Have you ever seen a very large trailer or 5th wheel and then passed it and been surprised to see THAT truck size towing THAT trailer? We have often been surprised and quite frankly, concerned. When the wrong size truck is towing a trailer / 5th wheel, it is a recipe for disaster in the making. And it happens often. So the question is, “How much trailer can you tow?” One first step is to be aware of the Maximum Loaded Trailer Weight Rating (MLTWR), or put in simpler terms, what is the tow rating for a tow vehicle. Next you want to know the year, make, model, cab and bed configuration, engine size, transmission and if the tow vehicle is 2WD or 4WD. Additionally and perhaps most importantly you need to know the rear axle ratio of the tow vehicle. After you collect all of this information you can do a search on the Internet for towing guides. These guides are designed to provide correct tow ratings and information. Try to use a towing guide published by the vehicle manufacturer for the type of vehicle you are searching for. Our friends from RV 101 have the following two tips to offer:
1) Try to find a trailer with a Gross Vehicle Weight Rating (GVWR) that is equal to or less than the tow vehicle’s MLTWR (tow rating). The trailer’s GVWR is the maximum weight the trailer can weigh when it is fully loaded for travel. By doing so, the tow vehicle is capable of towing the trailer even if the trailer is loaded to its maximum capacity. Most trailers have a significant difference between the dry or unloaded weight and the GVWR, and in most cases are not loaded to the GVWR. This gives you a safer margin between the vehicle tow rating and the trailer’s Gross Vehicle Weight (GVW) or how much the trailer actually weighs.

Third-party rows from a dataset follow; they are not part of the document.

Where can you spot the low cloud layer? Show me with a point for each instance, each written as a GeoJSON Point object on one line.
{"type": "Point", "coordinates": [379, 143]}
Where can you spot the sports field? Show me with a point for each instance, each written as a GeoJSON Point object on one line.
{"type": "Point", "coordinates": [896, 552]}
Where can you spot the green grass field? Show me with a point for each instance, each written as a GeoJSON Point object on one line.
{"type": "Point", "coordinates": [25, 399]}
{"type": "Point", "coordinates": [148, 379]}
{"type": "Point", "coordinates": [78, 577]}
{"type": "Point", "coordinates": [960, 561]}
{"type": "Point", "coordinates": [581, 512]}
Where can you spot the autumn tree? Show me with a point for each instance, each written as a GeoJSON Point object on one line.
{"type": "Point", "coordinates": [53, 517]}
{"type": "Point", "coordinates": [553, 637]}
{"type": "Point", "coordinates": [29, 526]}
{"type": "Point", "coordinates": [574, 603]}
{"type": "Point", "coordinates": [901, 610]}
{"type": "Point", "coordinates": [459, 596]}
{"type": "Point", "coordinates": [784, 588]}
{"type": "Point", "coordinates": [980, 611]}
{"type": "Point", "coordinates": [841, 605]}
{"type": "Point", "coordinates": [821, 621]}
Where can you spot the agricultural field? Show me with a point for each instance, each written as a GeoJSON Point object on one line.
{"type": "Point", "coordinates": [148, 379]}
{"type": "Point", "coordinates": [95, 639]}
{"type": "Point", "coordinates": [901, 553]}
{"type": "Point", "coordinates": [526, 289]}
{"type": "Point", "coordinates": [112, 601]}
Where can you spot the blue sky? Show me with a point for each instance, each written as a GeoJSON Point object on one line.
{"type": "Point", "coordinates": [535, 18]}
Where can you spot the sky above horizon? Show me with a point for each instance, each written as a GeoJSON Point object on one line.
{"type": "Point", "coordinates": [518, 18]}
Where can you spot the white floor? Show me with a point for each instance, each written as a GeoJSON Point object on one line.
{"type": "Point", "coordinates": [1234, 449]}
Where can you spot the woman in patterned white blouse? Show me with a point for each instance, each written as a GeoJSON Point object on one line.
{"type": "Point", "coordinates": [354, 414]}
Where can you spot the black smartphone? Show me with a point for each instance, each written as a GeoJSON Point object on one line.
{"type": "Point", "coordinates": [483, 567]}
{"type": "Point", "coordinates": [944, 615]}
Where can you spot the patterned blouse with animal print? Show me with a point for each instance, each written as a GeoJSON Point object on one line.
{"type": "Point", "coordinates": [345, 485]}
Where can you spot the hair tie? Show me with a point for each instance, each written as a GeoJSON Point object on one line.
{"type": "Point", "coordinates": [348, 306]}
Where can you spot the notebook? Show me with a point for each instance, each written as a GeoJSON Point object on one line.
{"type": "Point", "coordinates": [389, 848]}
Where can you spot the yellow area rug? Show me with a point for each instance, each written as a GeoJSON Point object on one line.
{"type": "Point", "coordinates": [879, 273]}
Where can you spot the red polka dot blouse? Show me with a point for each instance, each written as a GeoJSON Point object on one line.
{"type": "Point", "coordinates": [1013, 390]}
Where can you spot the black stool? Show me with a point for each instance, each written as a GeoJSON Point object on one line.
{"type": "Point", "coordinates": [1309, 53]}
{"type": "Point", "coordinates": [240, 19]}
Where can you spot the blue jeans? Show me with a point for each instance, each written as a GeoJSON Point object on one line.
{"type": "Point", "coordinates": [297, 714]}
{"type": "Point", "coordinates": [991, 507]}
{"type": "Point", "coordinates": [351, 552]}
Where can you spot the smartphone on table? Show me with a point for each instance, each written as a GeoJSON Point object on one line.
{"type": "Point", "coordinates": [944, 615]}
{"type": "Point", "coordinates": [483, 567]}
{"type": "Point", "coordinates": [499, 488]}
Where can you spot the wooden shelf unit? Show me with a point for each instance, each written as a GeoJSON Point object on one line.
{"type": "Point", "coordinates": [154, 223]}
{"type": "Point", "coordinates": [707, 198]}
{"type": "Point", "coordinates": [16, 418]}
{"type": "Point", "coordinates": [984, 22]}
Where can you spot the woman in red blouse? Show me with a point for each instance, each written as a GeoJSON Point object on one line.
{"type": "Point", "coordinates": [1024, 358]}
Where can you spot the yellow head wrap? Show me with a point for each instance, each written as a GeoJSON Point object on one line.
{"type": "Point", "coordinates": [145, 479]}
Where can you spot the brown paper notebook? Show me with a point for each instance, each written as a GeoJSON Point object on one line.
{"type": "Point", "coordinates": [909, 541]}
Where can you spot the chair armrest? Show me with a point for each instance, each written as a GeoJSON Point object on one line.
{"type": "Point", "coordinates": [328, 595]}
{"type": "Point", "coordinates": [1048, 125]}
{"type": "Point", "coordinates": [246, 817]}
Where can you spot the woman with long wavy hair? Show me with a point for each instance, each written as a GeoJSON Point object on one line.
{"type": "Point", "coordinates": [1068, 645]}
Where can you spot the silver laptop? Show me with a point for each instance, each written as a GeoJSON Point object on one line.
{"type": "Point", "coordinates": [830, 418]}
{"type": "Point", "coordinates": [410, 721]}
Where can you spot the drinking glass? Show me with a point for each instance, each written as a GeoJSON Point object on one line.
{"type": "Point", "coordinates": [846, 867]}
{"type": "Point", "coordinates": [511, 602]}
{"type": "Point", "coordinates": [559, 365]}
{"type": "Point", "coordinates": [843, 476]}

2) After you find a trailer that meets the criteria in #1 add the weight of the fully loaded tow vehicle and the fully loaded trailer together and make sure it is less than the tow vehicle’s Gross Combined Weight Rating (GCWR). The GCWR is the maximum amount of weight the tow vehicle and the trailer can weigh when they are combined. You can take the tow vehicle to a set of scales and have it weighed, and you can look at the trailer’s dry or unloaded weight and then add a safe amount to cover the weight of any cargo and personal belongings you plan to take in the tow vehicle and in the trailer when you go camping.
This is not all that you need to know…considerations must be made such items as proper hitch components, brakes, and trailer tongue weight or pin weight for a 5th wheel trailer, but if the tow vehicle and trailer pass these two requirements you are starting out right and making your towing experience a safe one.